Every point of interest on ‘Labyrinthine Heirs‘ makes some manner of concession to allow its mechanisms to gel in-machine rather than exacerbate the potential for raw, unhinged, or explosive meander on either side of the fence ‘o fusion. The cold and warped slow-step down into their melting abyss is a vibe in and of itself, so, Labyrinthine Heirs approach something of a signature per the strict tromping momentum of their rhythms. “Yaldabaoth Gored to Blindness” probably comes the closest to drawing outside of those lines per its blackened outburst ~3:24 minutes in, working that intensity brilliantly next to the bass guitar groove that anchors the mad dance of the song and its quickened pace. The cryptid bodied gait of the band begins to show its stripes, figure out its strange voice near the end but the long corridors of snarling tension endured getting there certainly won’t be for everyone.

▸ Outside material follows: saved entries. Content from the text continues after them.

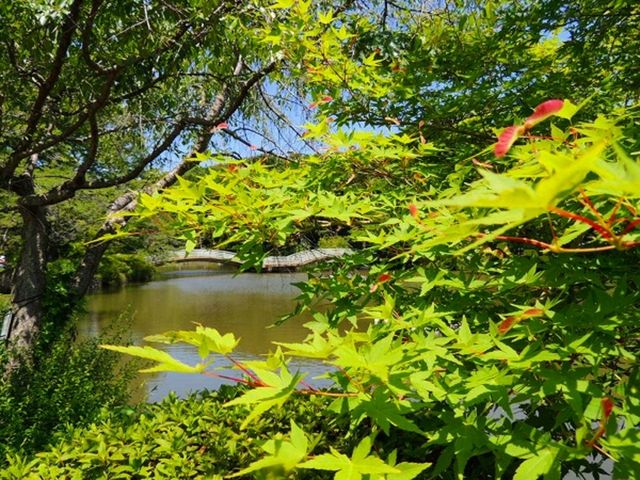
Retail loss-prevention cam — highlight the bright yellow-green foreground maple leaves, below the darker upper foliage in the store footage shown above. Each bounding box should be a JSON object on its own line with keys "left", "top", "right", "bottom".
{"left": 109, "top": 102, "right": 640, "bottom": 478}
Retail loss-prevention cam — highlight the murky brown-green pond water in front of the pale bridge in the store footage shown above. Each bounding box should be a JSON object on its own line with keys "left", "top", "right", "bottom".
{"left": 80, "top": 264, "right": 328, "bottom": 402}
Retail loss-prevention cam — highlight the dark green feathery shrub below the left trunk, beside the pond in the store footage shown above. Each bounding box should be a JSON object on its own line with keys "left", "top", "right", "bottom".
{"left": 0, "top": 318, "right": 133, "bottom": 463}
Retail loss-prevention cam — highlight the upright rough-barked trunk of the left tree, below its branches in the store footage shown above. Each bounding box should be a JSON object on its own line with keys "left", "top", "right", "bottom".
{"left": 8, "top": 206, "right": 48, "bottom": 370}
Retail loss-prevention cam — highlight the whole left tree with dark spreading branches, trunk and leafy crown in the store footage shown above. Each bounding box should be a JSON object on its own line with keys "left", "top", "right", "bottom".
{"left": 0, "top": 0, "right": 304, "bottom": 360}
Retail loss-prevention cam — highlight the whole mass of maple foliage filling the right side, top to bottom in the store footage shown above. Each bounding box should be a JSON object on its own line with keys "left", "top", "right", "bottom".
{"left": 104, "top": 2, "right": 640, "bottom": 479}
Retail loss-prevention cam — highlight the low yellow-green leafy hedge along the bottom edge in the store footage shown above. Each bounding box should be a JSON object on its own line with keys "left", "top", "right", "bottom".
{"left": 0, "top": 387, "right": 368, "bottom": 480}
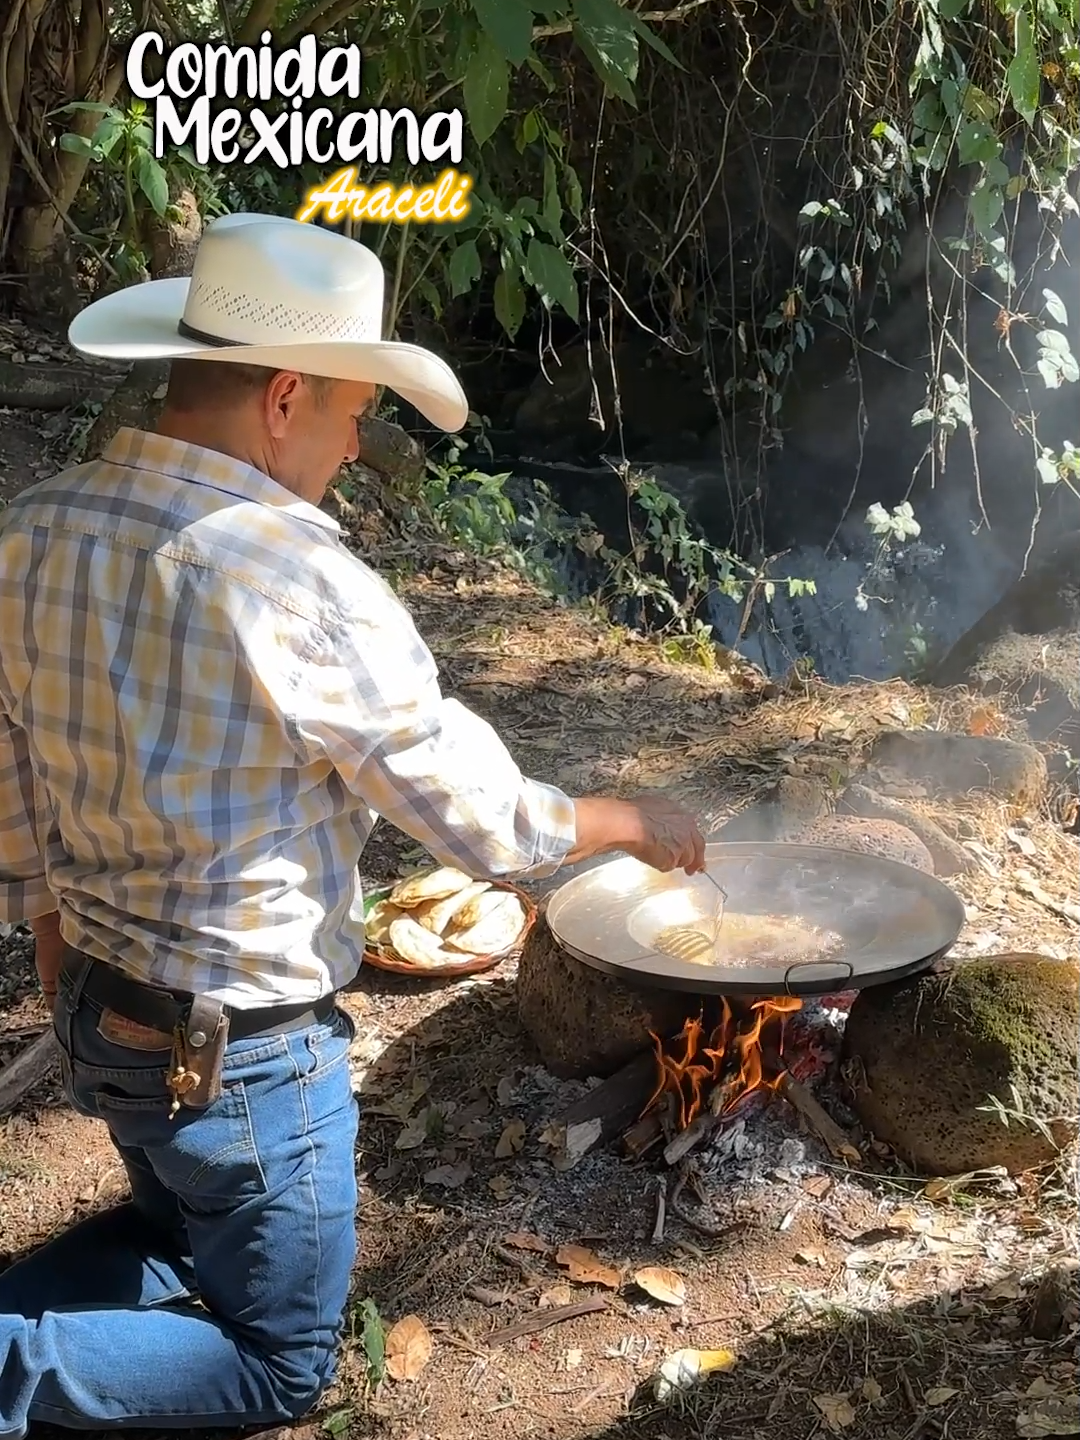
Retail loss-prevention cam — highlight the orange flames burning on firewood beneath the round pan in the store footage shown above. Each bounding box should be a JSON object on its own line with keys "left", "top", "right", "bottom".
{"left": 642, "top": 995, "right": 802, "bottom": 1130}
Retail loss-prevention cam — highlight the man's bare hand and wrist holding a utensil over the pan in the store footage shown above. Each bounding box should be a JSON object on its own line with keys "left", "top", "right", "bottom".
{"left": 566, "top": 795, "right": 706, "bottom": 876}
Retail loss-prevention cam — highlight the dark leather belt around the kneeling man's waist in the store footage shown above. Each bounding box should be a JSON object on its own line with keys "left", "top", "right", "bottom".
{"left": 63, "top": 950, "right": 337, "bottom": 1040}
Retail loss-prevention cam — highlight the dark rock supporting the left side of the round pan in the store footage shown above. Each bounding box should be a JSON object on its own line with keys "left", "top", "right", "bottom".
{"left": 517, "top": 914, "right": 698, "bottom": 1080}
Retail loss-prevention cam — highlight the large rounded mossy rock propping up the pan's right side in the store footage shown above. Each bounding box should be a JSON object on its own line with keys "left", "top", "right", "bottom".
{"left": 844, "top": 955, "right": 1080, "bottom": 1175}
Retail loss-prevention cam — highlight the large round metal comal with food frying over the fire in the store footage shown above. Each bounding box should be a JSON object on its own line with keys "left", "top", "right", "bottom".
{"left": 547, "top": 842, "right": 965, "bottom": 995}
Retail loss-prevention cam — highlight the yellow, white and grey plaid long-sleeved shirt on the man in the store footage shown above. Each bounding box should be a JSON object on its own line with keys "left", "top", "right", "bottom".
{"left": 0, "top": 429, "right": 575, "bottom": 1008}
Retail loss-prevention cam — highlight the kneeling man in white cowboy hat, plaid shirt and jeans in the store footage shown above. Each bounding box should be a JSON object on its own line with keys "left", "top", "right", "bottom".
{"left": 0, "top": 216, "right": 703, "bottom": 1437}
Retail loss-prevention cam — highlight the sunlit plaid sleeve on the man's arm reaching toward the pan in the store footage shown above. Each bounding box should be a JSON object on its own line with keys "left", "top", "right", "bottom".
{"left": 297, "top": 576, "right": 576, "bottom": 878}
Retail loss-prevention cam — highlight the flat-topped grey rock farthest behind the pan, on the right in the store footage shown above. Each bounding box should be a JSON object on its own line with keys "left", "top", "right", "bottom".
{"left": 868, "top": 730, "right": 1047, "bottom": 809}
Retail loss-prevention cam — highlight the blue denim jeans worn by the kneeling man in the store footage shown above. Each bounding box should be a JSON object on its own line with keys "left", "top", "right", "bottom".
{"left": 0, "top": 972, "right": 364, "bottom": 1437}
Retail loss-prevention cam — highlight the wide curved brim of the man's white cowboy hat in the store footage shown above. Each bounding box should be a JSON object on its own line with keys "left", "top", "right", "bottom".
{"left": 68, "top": 279, "right": 469, "bottom": 433}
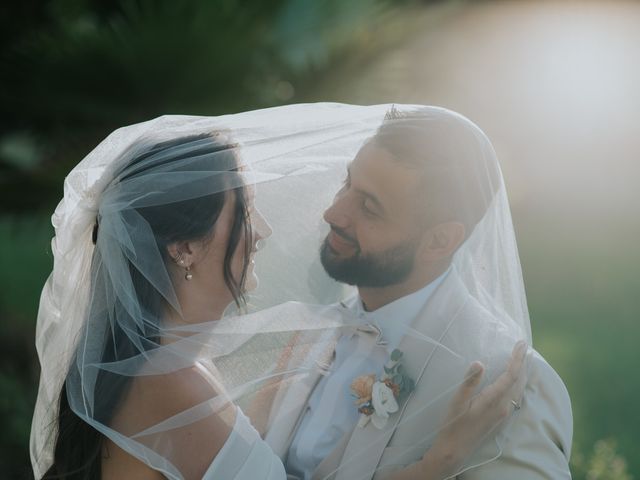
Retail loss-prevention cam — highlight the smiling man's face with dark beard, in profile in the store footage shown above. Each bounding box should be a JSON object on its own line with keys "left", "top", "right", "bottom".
{"left": 320, "top": 141, "right": 422, "bottom": 287}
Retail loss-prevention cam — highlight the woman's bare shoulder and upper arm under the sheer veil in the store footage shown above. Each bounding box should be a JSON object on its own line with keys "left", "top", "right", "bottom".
{"left": 103, "top": 364, "right": 236, "bottom": 478}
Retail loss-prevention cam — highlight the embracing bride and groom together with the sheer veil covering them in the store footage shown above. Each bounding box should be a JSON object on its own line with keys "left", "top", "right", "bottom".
{"left": 31, "top": 104, "right": 572, "bottom": 480}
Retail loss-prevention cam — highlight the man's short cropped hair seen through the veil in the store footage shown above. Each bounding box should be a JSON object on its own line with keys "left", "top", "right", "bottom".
{"left": 371, "top": 107, "right": 501, "bottom": 236}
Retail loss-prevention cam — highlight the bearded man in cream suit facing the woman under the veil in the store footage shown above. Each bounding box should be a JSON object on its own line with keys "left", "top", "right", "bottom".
{"left": 266, "top": 107, "right": 572, "bottom": 480}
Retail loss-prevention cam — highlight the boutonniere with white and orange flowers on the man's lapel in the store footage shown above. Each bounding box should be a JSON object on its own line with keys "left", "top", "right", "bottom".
{"left": 351, "top": 349, "right": 415, "bottom": 430}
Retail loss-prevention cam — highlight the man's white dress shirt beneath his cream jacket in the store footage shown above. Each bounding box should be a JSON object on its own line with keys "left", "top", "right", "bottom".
{"left": 285, "top": 272, "right": 447, "bottom": 480}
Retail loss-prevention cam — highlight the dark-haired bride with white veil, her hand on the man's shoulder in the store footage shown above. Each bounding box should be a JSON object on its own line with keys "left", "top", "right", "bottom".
{"left": 31, "top": 107, "right": 526, "bottom": 480}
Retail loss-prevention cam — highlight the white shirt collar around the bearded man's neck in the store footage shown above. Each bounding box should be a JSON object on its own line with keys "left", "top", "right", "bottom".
{"left": 352, "top": 268, "right": 451, "bottom": 352}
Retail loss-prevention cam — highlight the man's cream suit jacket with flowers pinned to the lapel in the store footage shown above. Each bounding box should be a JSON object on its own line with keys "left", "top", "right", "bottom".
{"left": 265, "top": 269, "right": 573, "bottom": 480}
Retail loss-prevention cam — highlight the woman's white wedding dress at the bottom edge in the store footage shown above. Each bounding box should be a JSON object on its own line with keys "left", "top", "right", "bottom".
{"left": 203, "top": 408, "right": 287, "bottom": 480}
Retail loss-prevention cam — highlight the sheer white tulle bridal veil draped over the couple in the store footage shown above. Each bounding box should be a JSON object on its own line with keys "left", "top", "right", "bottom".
{"left": 31, "top": 104, "right": 531, "bottom": 479}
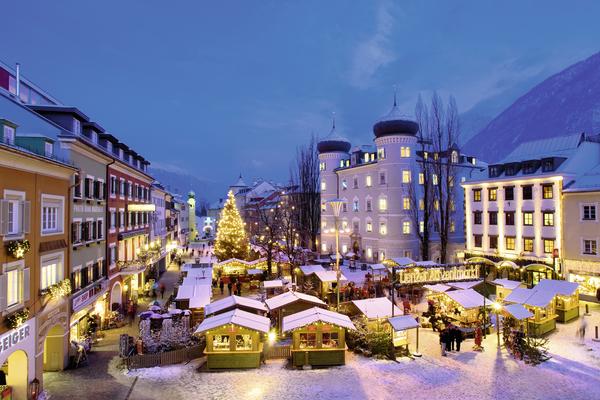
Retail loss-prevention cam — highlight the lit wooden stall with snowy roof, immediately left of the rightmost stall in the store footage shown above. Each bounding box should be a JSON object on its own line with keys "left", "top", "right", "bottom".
{"left": 504, "top": 288, "right": 557, "bottom": 337}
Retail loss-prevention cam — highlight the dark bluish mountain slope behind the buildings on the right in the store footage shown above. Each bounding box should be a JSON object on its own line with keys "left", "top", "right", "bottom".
{"left": 464, "top": 52, "right": 600, "bottom": 162}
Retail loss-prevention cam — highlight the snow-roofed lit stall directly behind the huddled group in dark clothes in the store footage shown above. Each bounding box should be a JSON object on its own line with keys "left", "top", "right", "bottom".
{"left": 440, "top": 289, "right": 492, "bottom": 328}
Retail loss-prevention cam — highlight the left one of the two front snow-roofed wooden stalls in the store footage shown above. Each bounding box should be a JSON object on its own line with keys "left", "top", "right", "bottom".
{"left": 195, "top": 309, "right": 271, "bottom": 370}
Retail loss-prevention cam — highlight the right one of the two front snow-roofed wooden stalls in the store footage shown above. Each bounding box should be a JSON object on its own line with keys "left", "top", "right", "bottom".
{"left": 283, "top": 307, "right": 356, "bottom": 367}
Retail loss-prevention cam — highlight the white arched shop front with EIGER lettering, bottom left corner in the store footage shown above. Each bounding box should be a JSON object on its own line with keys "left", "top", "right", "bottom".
{"left": 0, "top": 318, "right": 36, "bottom": 400}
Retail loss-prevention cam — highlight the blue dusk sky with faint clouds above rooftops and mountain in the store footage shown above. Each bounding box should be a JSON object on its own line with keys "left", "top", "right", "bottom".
{"left": 0, "top": 0, "right": 600, "bottom": 197}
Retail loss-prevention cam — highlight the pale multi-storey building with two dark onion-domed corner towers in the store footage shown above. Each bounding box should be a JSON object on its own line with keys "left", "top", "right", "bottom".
{"left": 317, "top": 100, "right": 482, "bottom": 262}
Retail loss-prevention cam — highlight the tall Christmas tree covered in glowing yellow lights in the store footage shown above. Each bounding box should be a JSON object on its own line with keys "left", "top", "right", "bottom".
{"left": 215, "top": 191, "right": 249, "bottom": 261}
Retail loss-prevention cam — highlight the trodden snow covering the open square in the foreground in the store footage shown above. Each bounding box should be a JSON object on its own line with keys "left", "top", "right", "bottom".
{"left": 118, "top": 316, "right": 600, "bottom": 400}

As a fan of both late 80’s/early 90’s noise rock and underground extreme metal in general I could both appreciate the amalgamation of ultra-specific niche here and also felt compelled to peck at it from many different angles, ultimately enjoying the experiment and the rhythmic exercise involved. There is clear potential here to admire and muse over and to some degree that ends up being nearly as interesting as sitting with the album on a regular/repeated basis. While ‘Labyrinthine Heirs‘ isn’t going to be pleasure listening for all but the most deranged, the fixated directive of this debut is yet distinct and enjoyable for its strange innervation divined between two irreverent mutant forms. A moderately high recommendation.